Monsieur le Président,
Dépositaire des Conventions de Genève et des trois Protocoles additionnels, la Suisse attache une importance particulière à ce que ces instruments soient universellement ratifiés. Si c’est le cas des Conventions de Genève, nous rappelons ici que les trois Protocoles additionnels, eux, ne sont pas encore ratifiés par la totalité des Etats, mais respectivement par 172, 166 et 60 Etats.  Afin que ces derniers atteignent eux aussi l’universalité, la Suisse encourage les Etats à les ratifier. La Suisse encourage en outre les États parties au Premier Protocole additionnel qui ne l’auraient pas encore fait à reconnaître la compétence de la Commission internationale humanitaire d’établissement des faits instituée par l’article 90 du Premier Protocole additionnel. Cette reconnaissance peut se faire par simple déclaration remise au Dépositaire.
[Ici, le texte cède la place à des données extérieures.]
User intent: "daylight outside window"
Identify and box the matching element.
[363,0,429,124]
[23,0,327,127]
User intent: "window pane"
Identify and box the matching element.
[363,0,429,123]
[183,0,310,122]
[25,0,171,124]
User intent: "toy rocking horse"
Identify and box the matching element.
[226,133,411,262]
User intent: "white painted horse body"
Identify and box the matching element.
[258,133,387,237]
En outre, la Suisse soutient l’idée d’assister les Etats membres dans leurs activités de reporting au Secrétaire général par l’élaboration d’un questionnaire ou de lignes directrices, telle que prévu par l’OP 13 de la dernière version de la résolution 65/29 de l’Assemblée générale.
En novembre 2011, la 31ème Conférence internationale de la Croix-Rouge et du Croissant-Rouge a eu lieu à Genève. Les Etats ont réaffirmé à cette occasion que le droit international humanitaire reste un cadre approprié pour réglementer le comportement des parties à un conflit armé,  mais ils ont également déploré le fait qu’il ne soit, bien trop souvent, pas respecté. Or, le droit n’est efficace que s’il est respecté.
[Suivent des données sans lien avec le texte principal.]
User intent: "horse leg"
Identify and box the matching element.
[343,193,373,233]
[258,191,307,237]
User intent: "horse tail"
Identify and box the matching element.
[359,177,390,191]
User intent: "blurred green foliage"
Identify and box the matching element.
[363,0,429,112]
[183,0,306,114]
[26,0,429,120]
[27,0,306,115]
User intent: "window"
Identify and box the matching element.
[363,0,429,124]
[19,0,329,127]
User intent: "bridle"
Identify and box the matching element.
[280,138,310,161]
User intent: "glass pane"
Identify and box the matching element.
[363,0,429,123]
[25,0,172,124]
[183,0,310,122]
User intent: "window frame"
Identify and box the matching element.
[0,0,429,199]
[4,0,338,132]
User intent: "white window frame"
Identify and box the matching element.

Forte de ce constat et convaincue qu’un meilleur respect du droit international humanitaire permettra d’améliorer le sort des victimes des conflits armés, la Suisse a saisi l’occasion de la 31ème Conférence internationale pour lancer, conjointement avec le CICR, une initiative sur le renforcement du respect du droit international humanitaire. Cette initiative a été consacrée par la Conférence internationale. Par voie de résolution,  la Conférence a exprimé son appréciation à l’égard de la Suisse « pour son engagement à explorer et identifier des moyens concrets de renforcer l’application du droit international humanitaire et à consolider le dialogue sur des questions de droit international humanitaire entre les États ».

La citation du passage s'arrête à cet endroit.